Following experimentation, mice were anesthetized with Beuthanasia 0.2 ml ip (effective content 320 mg/kg pentobarbital; Schering-Plough) and perfused transcardially with phosphate-buffered saline (PBS), followed by 4% paraformaldehyde (Electron Microscopy Sciences) in PBS. Brains were removed and placed in paraformaldehyde at 4 °C overnight, and then cryoprotected in 30% sucrose in PBS overnight, then OCT (Fisher HealthCare) and kept at –80 °C before processing. Coronal sections of 30 μm thickness were cut from the brain on a cryostat. For all Fos studies, every third section was collected (90 μm apart) for quantification.
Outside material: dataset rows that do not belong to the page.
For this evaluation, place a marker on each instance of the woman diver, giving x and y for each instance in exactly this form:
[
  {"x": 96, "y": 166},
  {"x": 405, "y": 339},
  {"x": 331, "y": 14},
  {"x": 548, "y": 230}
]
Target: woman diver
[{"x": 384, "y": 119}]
For confirmation of viral targeting, every fifth brain section was mounted onto glass slides (Fisherbrand Superfrost Plus microscope slides, Fisher Scientific) and coverslipped with Dapi Fluoromount G (Southern Biotech), and remaining sections were collected in PBS for further processing as required.

Although Oxtr Cre/+ mice have GFP fused to Cre, we were unable to visualize GFP even after anti-GFP antibody staining; hence OxtrPBN neurons were visualized by genetic crosses with Ai14 mice, which allows expression of TdTomato in Oxtr neurons.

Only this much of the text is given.